Rumsfeld OK'd techniques, general says
Two Marines pleaded guilty to giving electric shocks to an Iraqi prisoner.
COMBINED DISPATCHES
WASHINGTON -- Defense Secretary Donald Rumsfeld personally approved four special interrogation techniques used on two Al-Qaida operatives held at Guantanamo Bay, Cuba, who then talked about the terrorist network and its plans, the commander of U.S. forces in Latin America said Thursday.
Army Gen. James Hill, who heads the U.S. Southern Command, declined to describe the techniques. He said other detainees might "figure out a way to resist those techniques" if they were disclosed.
But Hill specifically denied that police dogs have been used to intimidate detainees during interrogations at Guantanamo, contrary to a sworn statement by an Army intelligence officer under investigation in the Abu Ghraib prison scandal in Iraq.
In the statement, as reported May 26 by The Washington Post, Col. Thomas Pappas, commander at Abu Ghraib when abuses of detainees occurred, said the use of dogs was urged by Maj. Gen. Geoffrey Miller in a 2003 visit to Iraq.

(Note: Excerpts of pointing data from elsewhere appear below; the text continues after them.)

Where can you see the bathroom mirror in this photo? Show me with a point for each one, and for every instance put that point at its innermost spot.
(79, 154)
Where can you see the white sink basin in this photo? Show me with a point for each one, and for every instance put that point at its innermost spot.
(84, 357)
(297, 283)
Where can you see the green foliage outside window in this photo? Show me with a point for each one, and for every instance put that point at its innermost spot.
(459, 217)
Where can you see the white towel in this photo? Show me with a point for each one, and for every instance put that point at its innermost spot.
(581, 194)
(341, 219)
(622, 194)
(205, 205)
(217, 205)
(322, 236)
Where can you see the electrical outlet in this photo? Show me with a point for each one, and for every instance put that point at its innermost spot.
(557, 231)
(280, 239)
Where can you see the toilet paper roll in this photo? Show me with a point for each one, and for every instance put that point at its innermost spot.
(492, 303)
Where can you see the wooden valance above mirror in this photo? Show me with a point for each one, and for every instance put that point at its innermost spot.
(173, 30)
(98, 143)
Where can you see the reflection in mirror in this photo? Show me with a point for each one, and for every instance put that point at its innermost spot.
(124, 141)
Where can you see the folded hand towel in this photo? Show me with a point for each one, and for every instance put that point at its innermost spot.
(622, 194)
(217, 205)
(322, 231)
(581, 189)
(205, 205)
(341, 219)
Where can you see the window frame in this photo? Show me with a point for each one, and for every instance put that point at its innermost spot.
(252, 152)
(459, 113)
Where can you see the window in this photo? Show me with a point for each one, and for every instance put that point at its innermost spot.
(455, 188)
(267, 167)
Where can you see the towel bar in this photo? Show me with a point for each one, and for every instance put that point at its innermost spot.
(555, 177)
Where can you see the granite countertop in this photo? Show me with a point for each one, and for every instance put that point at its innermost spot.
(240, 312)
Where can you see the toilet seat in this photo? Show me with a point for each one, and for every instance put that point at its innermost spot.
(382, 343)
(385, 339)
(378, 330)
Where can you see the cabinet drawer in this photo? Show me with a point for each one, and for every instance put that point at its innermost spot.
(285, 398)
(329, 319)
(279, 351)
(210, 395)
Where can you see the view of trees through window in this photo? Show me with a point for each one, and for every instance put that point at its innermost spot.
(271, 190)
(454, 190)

Miller, who was then the commandant at Guantanamo Bay and has since been put in charge of Abu Ghraib, has denied the allegation through a spokesman.
Shocks
Meanwhile, months after the Abu Ghraib prison abuse, two 19-year-old Marines pleaded guilty to giving electric shocks to an Iraqi prisoner at another detention facility, military officials said.
A lawyer for one of the men's family said the Marines condoned the abuse at the Al Mahmudiya prison -- and only lodged charges after the larger scandal at Abu Ghraib was exposed.
Pfc. Andrew J. Sting of Bradner, Ohio, and Pfc. Jeremiah J. Trefny entered their pleas at a May 14 court-martial in Iraq, according to a statement by the 1st Marine Expeditionary Force in Iraq. It was released Thursday.
Sting and Trefny were infantrymen with 2nd Battalion, 2nd Marine Regiment, stationed at Camp Lejeune, N.C., and attached to the 1st Marine Division based at Pendleton.
Sting's father, Jeff Sting, said in a telephone interview Thursday his son was following orders, and that he would try to get the conviction thrown out.
According to the military statement, the pair and two other Marines in early April wanted to discipline the detainee for throwing trash outside his cell and speaking loudly in the temporary holding facility south of Baghdad.
The Marines attached wires to a power convertor, which delivered 110 volts of electricity to the detainee as he returned from the bathroom, the statement said.
Sting pleaded guilty to charges of assault, cruelty and maltreatment, dereliction of duty and conspiracy to assault. He was sentenced to a year in prison, a reduction of rank, forfeiture of pay and a bad-conduct discharge.
The family's lawyer, Thomas Sobecki, said the Marines initially gave Sting a reprimand, but charged him after the Abu Ghraib prison abuse scandal unfolded. He said there was no investigation and a quick plea bargain.